What was it about St. John’s that made you choose it as a venue alongside the other churches in which this is being performed?
We chose St John’s because performing this production there will be very difficult.
This is not as perverse as it may seem! However good a voice a singer may have, nevertheless his or her future career depends heavily upon how well that person can convince an audience. Up-and-coming professionals need to get as much experience as possible of performing in all sorts of different venues. Merry Opera is a charity (please give us money!) that provides this experience.
Not all churches are the same. St John’s is ve-e-e-ry long: the organ is right at the opposite end of the nave from the stage and the conductor. If we were to remain static on the stage then the organist and the conductor could compensate for the big distances, and the echoing acoustic would help to smother any mishaps.

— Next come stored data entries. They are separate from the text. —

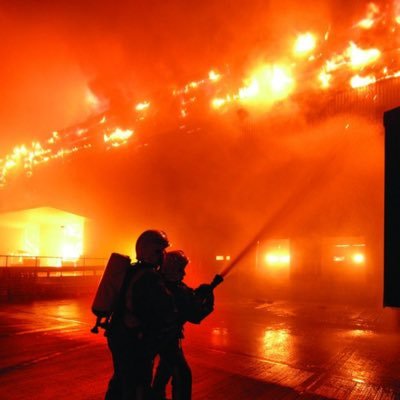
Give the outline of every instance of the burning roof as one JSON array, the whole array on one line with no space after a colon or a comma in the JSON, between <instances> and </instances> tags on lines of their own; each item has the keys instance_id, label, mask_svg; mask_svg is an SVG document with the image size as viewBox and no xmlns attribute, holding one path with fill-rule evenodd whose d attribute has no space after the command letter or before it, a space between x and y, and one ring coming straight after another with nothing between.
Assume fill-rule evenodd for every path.
<instances>
[{"instance_id":1,"label":"burning roof","mask_svg":"<svg viewBox=\"0 0 400 400\"><path fill-rule=\"evenodd\" d=\"M377 104L383 94L365 88L389 79L397 82L400 76L396 4L368 3L340 36L330 28L305 29L288 35L292 37L285 49L271 55L252 53L245 62L209 69L202 79L152 91L142 99L137 94L134 98L127 88L109 85L102 90L104 85L92 85L87 101L96 110L93 116L53 131L46 140L21 143L3 153L0 184L21 171L30 176L36 166L76 152L145 145L151 132L187 132L207 118L230 118L232 110L235 118L243 120L248 115L276 113L285 103L300 108L307 103L308 110L318 113L321 107L332 108L332 97L343 97L341 93L349 90L358 93L358 103ZM397 91L397 83L395 87Z\"/></svg>"}]
</instances>

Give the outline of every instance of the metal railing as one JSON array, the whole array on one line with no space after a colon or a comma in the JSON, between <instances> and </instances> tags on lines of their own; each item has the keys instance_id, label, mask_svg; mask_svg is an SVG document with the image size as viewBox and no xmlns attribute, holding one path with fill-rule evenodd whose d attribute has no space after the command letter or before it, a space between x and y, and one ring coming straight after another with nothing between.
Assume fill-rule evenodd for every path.
<instances>
[{"instance_id":1,"label":"metal railing","mask_svg":"<svg viewBox=\"0 0 400 400\"><path fill-rule=\"evenodd\" d=\"M0 300L93 293L106 258L0 255Z\"/></svg>"},{"instance_id":2,"label":"metal railing","mask_svg":"<svg viewBox=\"0 0 400 400\"><path fill-rule=\"evenodd\" d=\"M0 254L0 268L91 268L101 267L104 268L107 263L107 258L101 257L80 257L78 259L66 259L64 257L56 256L26 256L26 255L1 255Z\"/></svg>"},{"instance_id":3,"label":"metal railing","mask_svg":"<svg viewBox=\"0 0 400 400\"><path fill-rule=\"evenodd\" d=\"M0 255L0 284L5 281L102 275L107 259L81 257L66 260L53 256Z\"/></svg>"}]
</instances>

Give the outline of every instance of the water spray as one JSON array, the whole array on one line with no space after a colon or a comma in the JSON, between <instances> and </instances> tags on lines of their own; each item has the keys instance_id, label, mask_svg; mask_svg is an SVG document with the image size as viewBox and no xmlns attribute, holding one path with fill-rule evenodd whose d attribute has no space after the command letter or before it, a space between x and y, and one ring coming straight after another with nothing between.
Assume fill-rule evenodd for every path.
<instances>
[{"instance_id":1,"label":"water spray","mask_svg":"<svg viewBox=\"0 0 400 400\"><path fill-rule=\"evenodd\" d=\"M238 263L247 255L247 253L253 248L253 246L259 242L268 232L272 231L280 223L280 221L289 215L290 211L293 210L293 204L299 203L299 200L304 203L311 196L313 191L311 188L316 187L316 183L320 182L321 179L326 177L327 168L318 168L318 173L311 176L304 185L300 185L294 190L291 195L282 203L280 208L269 218L257 234L247 243L240 253L219 273L216 274L210 286L212 289L216 288L224 278L234 269Z\"/></svg>"}]
</instances>

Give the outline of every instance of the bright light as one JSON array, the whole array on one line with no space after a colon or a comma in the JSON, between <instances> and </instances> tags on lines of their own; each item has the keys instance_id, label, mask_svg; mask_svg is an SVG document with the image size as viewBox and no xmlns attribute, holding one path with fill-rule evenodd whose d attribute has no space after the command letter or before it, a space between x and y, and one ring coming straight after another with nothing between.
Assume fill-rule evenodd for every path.
<instances>
[{"instance_id":1,"label":"bright light","mask_svg":"<svg viewBox=\"0 0 400 400\"><path fill-rule=\"evenodd\" d=\"M125 144L132 135L133 131L130 129L123 130L120 128L116 128L109 135L104 134L104 142L110 142L111 146L117 147L121 144Z\"/></svg>"},{"instance_id":2,"label":"bright light","mask_svg":"<svg viewBox=\"0 0 400 400\"><path fill-rule=\"evenodd\" d=\"M144 101L142 103L136 104L136 111L143 111L150 107L150 103L148 101Z\"/></svg>"},{"instance_id":3,"label":"bright light","mask_svg":"<svg viewBox=\"0 0 400 400\"><path fill-rule=\"evenodd\" d=\"M224 261L224 260L229 261L230 259L231 259L231 256L215 256L216 261Z\"/></svg>"},{"instance_id":4,"label":"bright light","mask_svg":"<svg viewBox=\"0 0 400 400\"><path fill-rule=\"evenodd\" d=\"M343 262L344 257L343 256L333 256L333 261L335 262Z\"/></svg>"},{"instance_id":5,"label":"bright light","mask_svg":"<svg viewBox=\"0 0 400 400\"><path fill-rule=\"evenodd\" d=\"M210 79L210 81L216 82L221 79L221 75L218 74L217 72L211 70L208 74L208 79Z\"/></svg>"},{"instance_id":6,"label":"bright light","mask_svg":"<svg viewBox=\"0 0 400 400\"><path fill-rule=\"evenodd\" d=\"M239 99L271 104L288 97L294 88L294 79L288 67L263 65L256 69L247 85L239 89Z\"/></svg>"},{"instance_id":7,"label":"bright light","mask_svg":"<svg viewBox=\"0 0 400 400\"><path fill-rule=\"evenodd\" d=\"M253 80L247 86L239 89L239 97L241 99L248 99L257 96L259 92L260 85L257 80Z\"/></svg>"},{"instance_id":8,"label":"bright light","mask_svg":"<svg viewBox=\"0 0 400 400\"><path fill-rule=\"evenodd\" d=\"M363 264L365 262L365 256L362 253L353 254L352 259L355 264Z\"/></svg>"},{"instance_id":9,"label":"bright light","mask_svg":"<svg viewBox=\"0 0 400 400\"><path fill-rule=\"evenodd\" d=\"M265 262L268 265L288 265L290 264L290 255L278 252L270 252L265 255Z\"/></svg>"},{"instance_id":10,"label":"bright light","mask_svg":"<svg viewBox=\"0 0 400 400\"><path fill-rule=\"evenodd\" d=\"M369 3L366 17L359 21L357 26L362 29L371 29L375 24L377 14L379 14L379 7L375 3Z\"/></svg>"},{"instance_id":11,"label":"bright light","mask_svg":"<svg viewBox=\"0 0 400 400\"><path fill-rule=\"evenodd\" d=\"M211 101L211 106L215 109L221 108L224 104L226 104L226 100L221 98L215 98Z\"/></svg>"},{"instance_id":12,"label":"bright light","mask_svg":"<svg viewBox=\"0 0 400 400\"><path fill-rule=\"evenodd\" d=\"M349 58L350 65L353 68L362 68L376 61L380 57L381 52L378 49L363 50L355 43L350 42L345 55Z\"/></svg>"},{"instance_id":13,"label":"bright light","mask_svg":"<svg viewBox=\"0 0 400 400\"><path fill-rule=\"evenodd\" d=\"M332 75L327 73L326 71L322 71L318 75L318 80L321 82L322 89L329 88L331 79L332 79Z\"/></svg>"},{"instance_id":14,"label":"bright light","mask_svg":"<svg viewBox=\"0 0 400 400\"><path fill-rule=\"evenodd\" d=\"M355 89L355 88L360 88L360 87L371 85L375 82L376 82L376 78L372 75L364 76L364 77L355 75L350 80L350 86Z\"/></svg>"},{"instance_id":15,"label":"bright light","mask_svg":"<svg viewBox=\"0 0 400 400\"><path fill-rule=\"evenodd\" d=\"M293 51L298 55L306 55L315 49L316 40L312 33L299 35L294 44Z\"/></svg>"}]
</instances>

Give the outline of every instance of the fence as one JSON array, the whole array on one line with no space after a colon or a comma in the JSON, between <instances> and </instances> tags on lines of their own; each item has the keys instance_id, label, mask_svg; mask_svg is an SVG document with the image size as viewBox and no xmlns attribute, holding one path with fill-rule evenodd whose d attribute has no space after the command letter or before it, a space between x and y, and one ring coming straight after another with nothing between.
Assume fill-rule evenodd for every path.
<instances>
[{"instance_id":1,"label":"fence","mask_svg":"<svg viewBox=\"0 0 400 400\"><path fill-rule=\"evenodd\" d=\"M106 258L0 255L0 298L48 297L93 291Z\"/></svg>"}]
</instances>

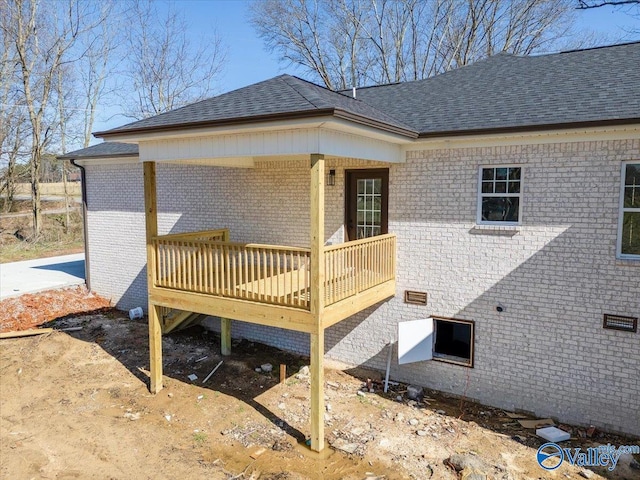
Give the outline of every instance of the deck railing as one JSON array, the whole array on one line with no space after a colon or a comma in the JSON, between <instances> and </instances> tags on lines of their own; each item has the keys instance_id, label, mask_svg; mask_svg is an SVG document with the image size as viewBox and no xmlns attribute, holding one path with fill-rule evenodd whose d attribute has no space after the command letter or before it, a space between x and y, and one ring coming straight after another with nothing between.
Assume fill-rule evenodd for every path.
<instances>
[{"instance_id":1,"label":"deck railing","mask_svg":"<svg viewBox=\"0 0 640 480\"><path fill-rule=\"evenodd\" d=\"M154 285L310 309L310 249L228 238L228 230L155 237ZM324 305L395 278L395 247L392 234L325 247Z\"/></svg>"},{"instance_id":2,"label":"deck railing","mask_svg":"<svg viewBox=\"0 0 640 480\"><path fill-rule=\"evenodd\" d=\"M180 235L154 242L157 287L310 308L309 249Z\"/></svg>"},{"instance_id":3,"label":"deck railing","mask_svg":"<svg viewBox=\"0 0 640 480\"><path fill-rule=\"evenodd\" d=\"M394 234L325 247L325 306L395 278Z\"/></svg>"}]
</instances>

But we will be moving around the church, under the galleries and along the back behind the audience as well as up and down a central aisle, so we will sometimes be very spread out. Some of us will be close to the conductor, others far away; some will be underneath the organ loft, others a long way from it. Those of the audience sitting close to a particular singer will certainly hear him or her, but will the audience sitting in one part of the church hear some singers in time, while another part of the audience hears the same singers out of time?
This is a matter not of failure but of physics: distance and the speed of sound!
We have encountered this in other churches – apparentlty without detriment to the audience’s enjoyment of the performance – but in St John’s it is particularly challenging, and will stretch our performers’ skills accordingly – exactly in line with Merry Opera’s charitable purposes.